Container gardens are an easy, affordable way to liven up any outdoor space, and they offer a warm welcome straight to your front door, says garden designer Sue Goetz, owner of Creative Gardener in Tacoma, Washington, and author of “Complete Container Herb Gardening.”

“Even if you live in a small space or condo with only a balcony or rooftop and no ground to plant in, you can still garden in containers, says Goetz.

Integrate containers throughout the seasons by refreshing them, suggests Kevin Espiritu, founder of Epic Gardening in San Diego and author of Field Guide to Urban Gardening.

“In large containers, use the ‘thriller, filler, spiller’ approach: One plant should be the showstopper, bright and bold. Low-growing greenery acts as filler, then, the spiller ‘breaks’ the edge of the container to provide a more natural look,” he says.

Depending on your climate, blend different hardy, dwarf, evergreen plants in the container, so you don’t have too many bare spaces in early spring months, says Goetz. 

“Walk through your garden: Look for winter blooming branches like witch hazel, flowering cherries, colorful branches like red twig dogwood, and bare rose branches with rose hips still attached,” she says. “Dried flower heads from echinacea, hydrangeas, and alliums also add texture and beauty.”

Credit: Photo by Sue Goetz

Choose a quality container.

Picking the right container is as important as choosing the right plants to grow in them. It’s worth investing in durable pots that can withstand outdoor conditions, says Goetz. Then, take them with you when you move.

“I like terra cotta’s natural look, and there are many lightweight plastic pottery that mimics the look of terra cotta, stone, or metal,” she says.

Espiritu advises varying the size of containers, and staggering them so they look natural. Decorative mulch like mircobark and pebbles provide soil protection and look nice, he adds.

“I’m also a huge fan of grow bags, which is the subject of my next book, Grow Bag Gardening. They’re lightweight fabric pots that come in a variety of sizes and colors, and allow for creative plantings without much effort,” Espiritu says.

Credit: Photo by Christina Salwitz

Move your containers around to find the proper sunlight exposure.

Group plants with the same light and water needs, placing taller plants toward the back or in the center of a container so they won’t shade out low-growing ones, suggests Goetz. And don’t be afraid to mix different types of foliage in one pot.

“Plants that are too similar in leaf shapes or sizes tend to blur together, and then the container has no interest or dimension,” she explains. “Place plants with bold leaves next to delicate ones and linear leaf lines like ornamental grasses next to rounded large shapes like coral bells.” 

Pay attention to what your plants require in terms of sun and shade, adds Espiritu, and watch how the sun moves over your property.

“The beauty of containers is their mobility, so adjust placement to get more or less sun,” he says. “Check for hot spots, where a reflective wall or dark surface will create a hotter-than-normal microclimate that can cook sensitive plants.”
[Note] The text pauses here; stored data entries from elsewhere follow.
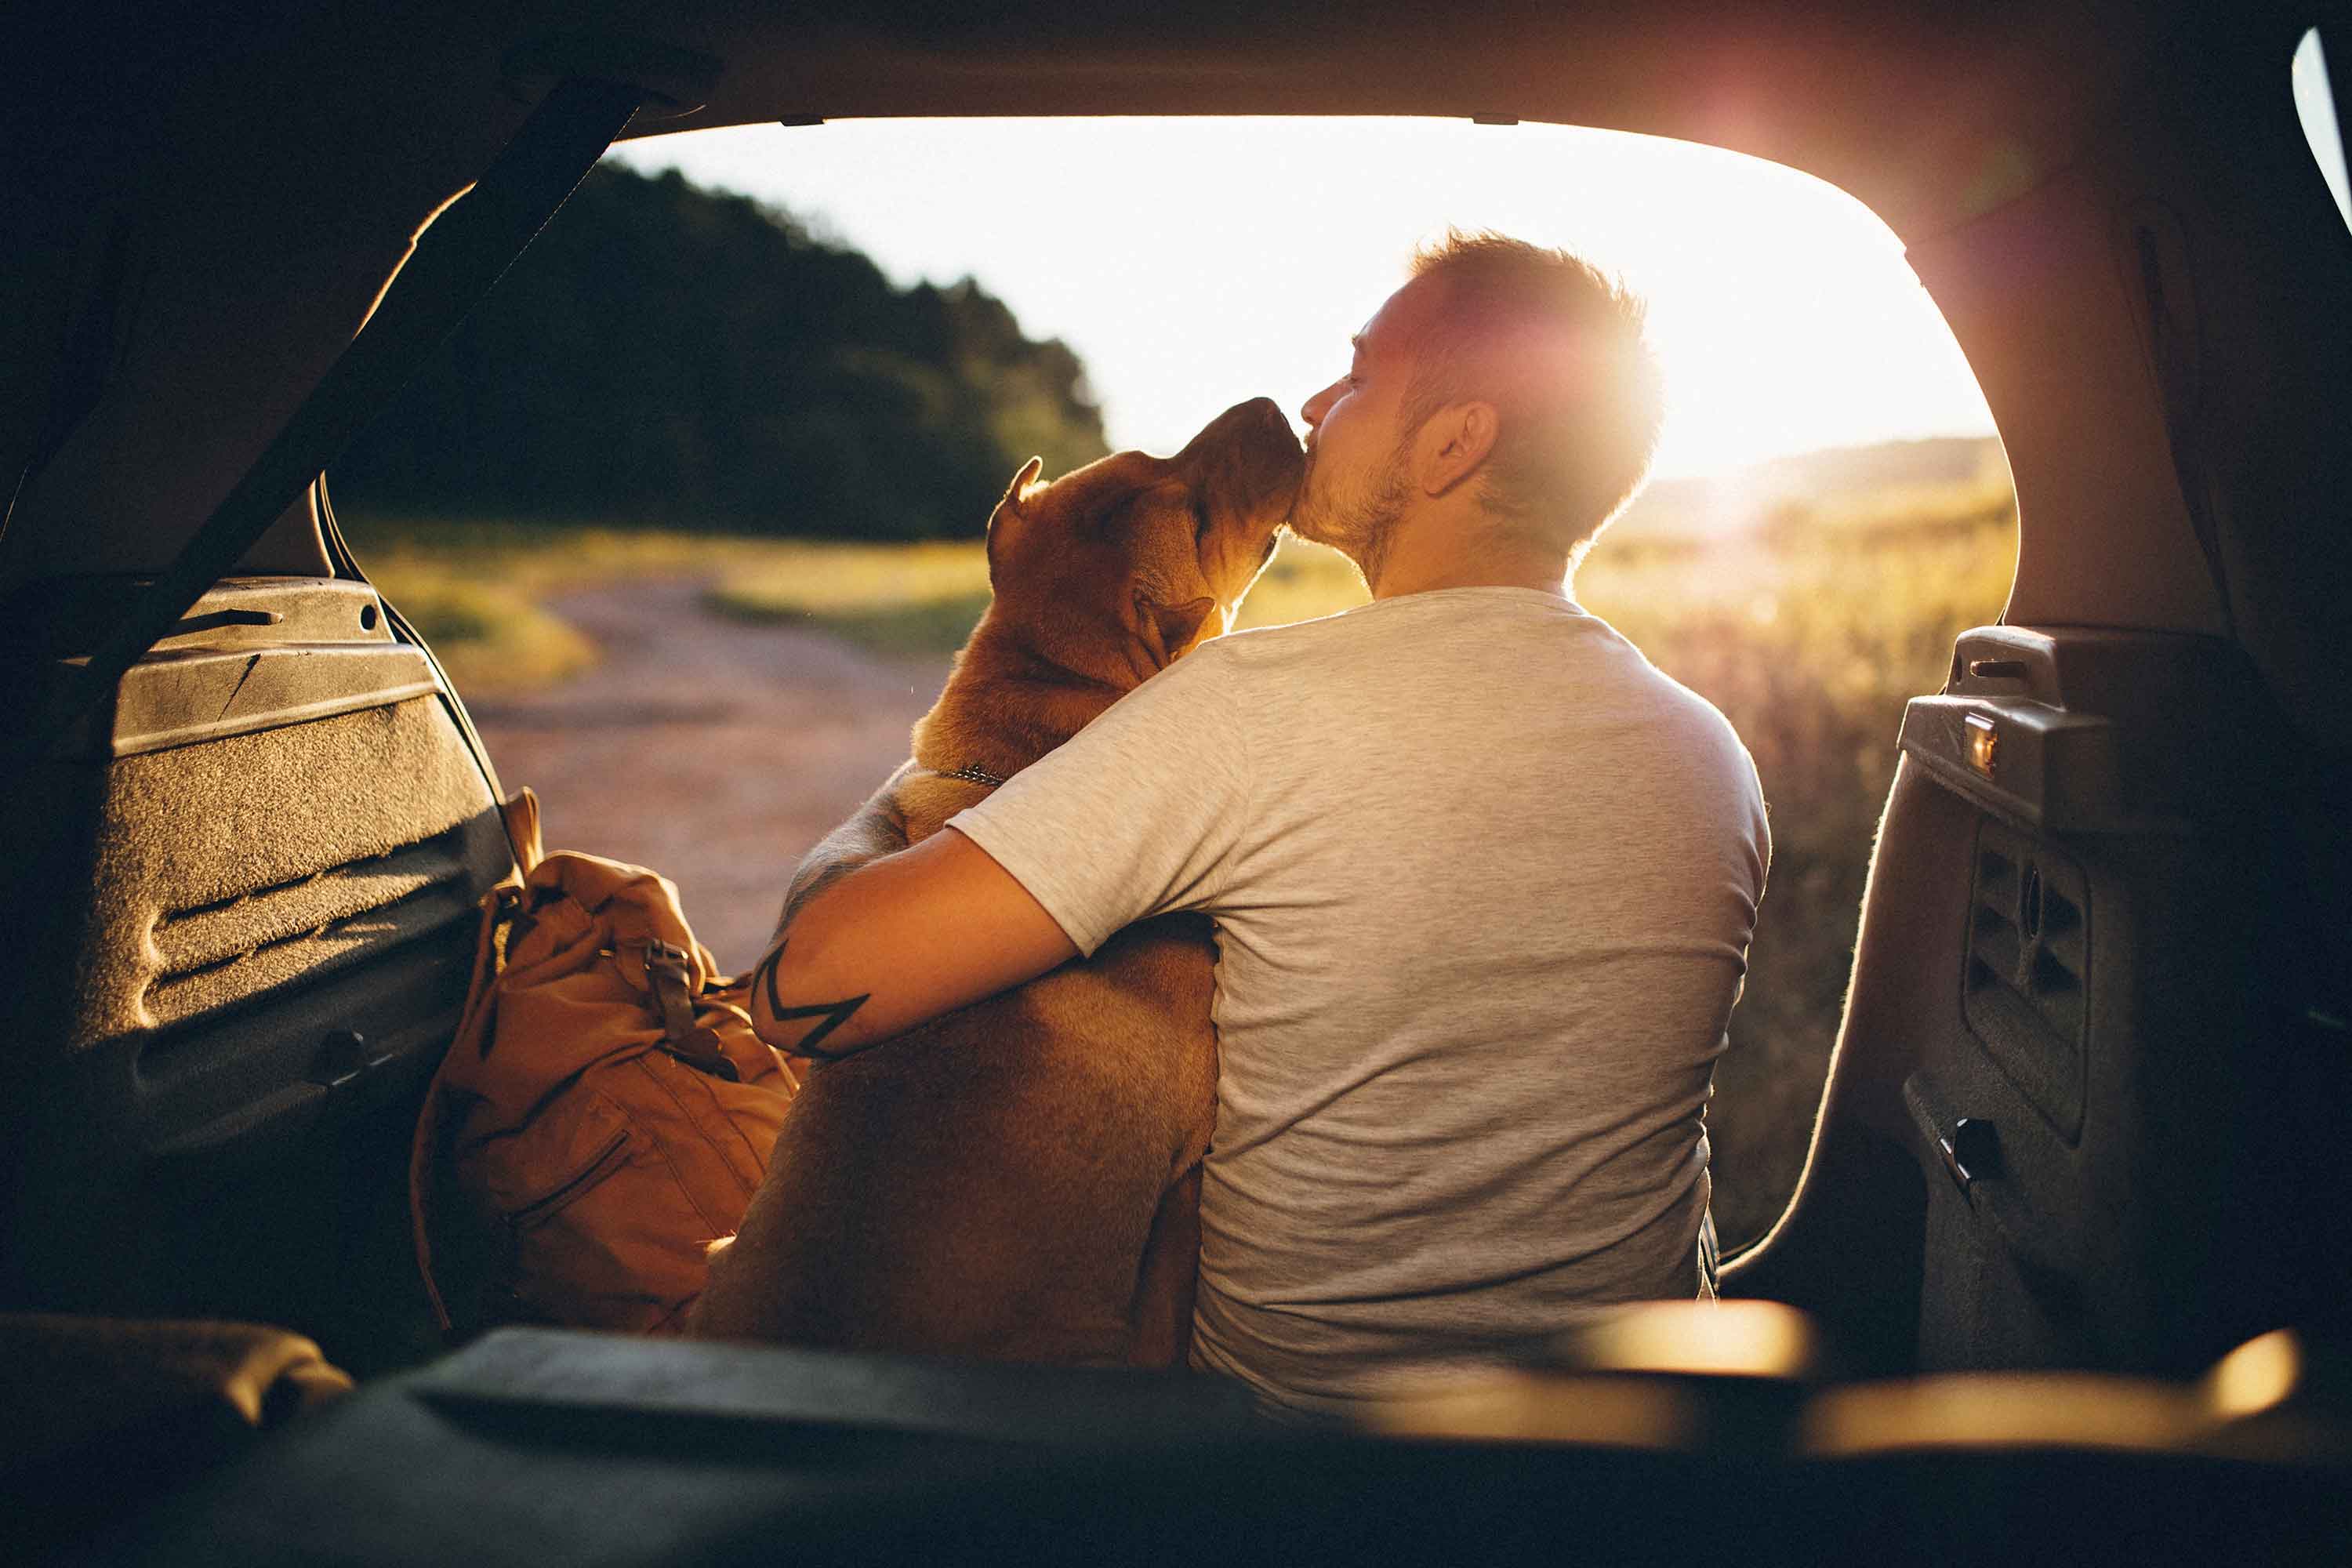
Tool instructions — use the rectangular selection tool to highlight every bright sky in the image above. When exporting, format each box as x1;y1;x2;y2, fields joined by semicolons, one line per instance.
610;117;2002;480
2293;30;2352;228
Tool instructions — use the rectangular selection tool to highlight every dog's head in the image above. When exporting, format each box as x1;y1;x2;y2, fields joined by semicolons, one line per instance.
981;397;1303;681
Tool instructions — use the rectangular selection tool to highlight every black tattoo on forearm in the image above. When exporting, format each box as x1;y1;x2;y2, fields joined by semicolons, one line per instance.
750;941;873;1063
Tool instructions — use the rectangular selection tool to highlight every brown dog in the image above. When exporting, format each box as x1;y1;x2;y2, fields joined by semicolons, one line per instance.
691;397;1302;1365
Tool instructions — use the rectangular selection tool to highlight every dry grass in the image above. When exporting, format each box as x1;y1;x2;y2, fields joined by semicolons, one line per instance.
1582;499;2016;1247
703;542;996;653
347;517;787;691
347;488;2017;1247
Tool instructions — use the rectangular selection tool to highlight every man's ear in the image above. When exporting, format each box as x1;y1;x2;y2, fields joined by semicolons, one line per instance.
1138;593;1218;668
1413;402;1499;497
985;456;1047;570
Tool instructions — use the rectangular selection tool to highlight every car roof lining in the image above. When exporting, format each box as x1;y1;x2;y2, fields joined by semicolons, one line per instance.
594;0;2285;243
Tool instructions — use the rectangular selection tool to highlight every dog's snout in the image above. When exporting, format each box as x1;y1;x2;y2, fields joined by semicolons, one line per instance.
1221;397;1305;474
1237;397;1298;449
1177;399;1304;510
1212;396;1298;448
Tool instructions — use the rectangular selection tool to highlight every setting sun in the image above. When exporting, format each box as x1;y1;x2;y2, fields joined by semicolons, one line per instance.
611;116;1995;481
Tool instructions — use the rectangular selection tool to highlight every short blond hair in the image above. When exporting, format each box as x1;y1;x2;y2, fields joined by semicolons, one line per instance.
1403;230;1665;560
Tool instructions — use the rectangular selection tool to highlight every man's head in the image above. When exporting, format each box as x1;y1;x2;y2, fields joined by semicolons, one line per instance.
1292;231;1664;586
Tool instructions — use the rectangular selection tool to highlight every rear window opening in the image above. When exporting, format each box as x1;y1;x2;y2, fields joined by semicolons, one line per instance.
331;116;2016;1253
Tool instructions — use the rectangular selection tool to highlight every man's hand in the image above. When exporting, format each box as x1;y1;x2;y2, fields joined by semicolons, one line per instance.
747;827;1080;1059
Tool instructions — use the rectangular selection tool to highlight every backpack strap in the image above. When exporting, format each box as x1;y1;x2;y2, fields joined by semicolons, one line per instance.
408;877;524;1334
498;787;545;877
642;939;742;1083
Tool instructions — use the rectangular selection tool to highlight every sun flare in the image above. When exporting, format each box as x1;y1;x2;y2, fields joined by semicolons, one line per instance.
612;116;1995;484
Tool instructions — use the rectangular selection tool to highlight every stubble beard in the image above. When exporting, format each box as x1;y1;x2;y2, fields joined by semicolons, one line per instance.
1290;440;1412;590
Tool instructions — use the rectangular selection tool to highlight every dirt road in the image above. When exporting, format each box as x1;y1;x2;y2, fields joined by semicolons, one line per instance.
466;579;953;971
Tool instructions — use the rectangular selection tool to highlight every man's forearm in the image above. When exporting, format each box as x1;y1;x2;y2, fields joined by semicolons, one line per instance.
747;949;873;1059
747;851;941;1061
746;827;1080;1060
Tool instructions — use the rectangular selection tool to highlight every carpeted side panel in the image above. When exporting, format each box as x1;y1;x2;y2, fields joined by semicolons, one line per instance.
61;695;499;1054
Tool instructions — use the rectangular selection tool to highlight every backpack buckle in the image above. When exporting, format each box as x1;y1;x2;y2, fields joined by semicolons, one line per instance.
642;938;739;1082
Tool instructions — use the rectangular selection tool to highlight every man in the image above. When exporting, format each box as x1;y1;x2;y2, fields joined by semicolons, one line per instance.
750;231;1769;1413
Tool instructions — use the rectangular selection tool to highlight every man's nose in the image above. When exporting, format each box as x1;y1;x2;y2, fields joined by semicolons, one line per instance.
1301;381;1338;429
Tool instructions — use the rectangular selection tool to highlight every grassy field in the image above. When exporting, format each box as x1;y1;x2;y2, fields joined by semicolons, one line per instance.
344;521;788;691
1586;486;2016;1247
349;483;2016;1250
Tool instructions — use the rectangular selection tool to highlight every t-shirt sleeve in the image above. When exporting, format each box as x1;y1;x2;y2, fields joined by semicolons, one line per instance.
946;644;1250;957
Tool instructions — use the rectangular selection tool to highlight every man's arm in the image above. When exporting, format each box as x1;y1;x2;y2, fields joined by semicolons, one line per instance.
747;827;1078;1060
753;643;1250;1059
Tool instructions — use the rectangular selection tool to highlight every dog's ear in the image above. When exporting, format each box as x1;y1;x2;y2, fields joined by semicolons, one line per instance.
1004;456;1045;510
1138;593;1218;668
985;457;1047;572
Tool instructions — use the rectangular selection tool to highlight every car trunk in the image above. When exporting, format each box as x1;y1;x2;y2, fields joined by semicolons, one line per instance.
2;1;2348;1536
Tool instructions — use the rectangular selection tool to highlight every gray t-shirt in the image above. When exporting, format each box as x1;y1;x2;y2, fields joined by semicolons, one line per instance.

Feed your container garden to keep it healthy.

When you first plant your container garden, good quality potting soil will provide enough nutrition to get started. However, when plants are actively growing, you’ll need to give that soil a boost, says Espiritu.

“In container gardens, fertilizing is important because the plants can suck out the nutrients from the soil mix pretty quickly,” he adds.

Choose a balanced general-purpose natural or organic-based product, available at any garden center. Espiritu likes using an organic granular fertilizer mixed into the planting hole when transplanting, and then a liquid organic fertilizer watered in once or twice a month to make sure the plants are getting enough food.

Lastly, remember that container gardens need watering more often than plants in the ground. Keep your watering can full and watch the offers roll in.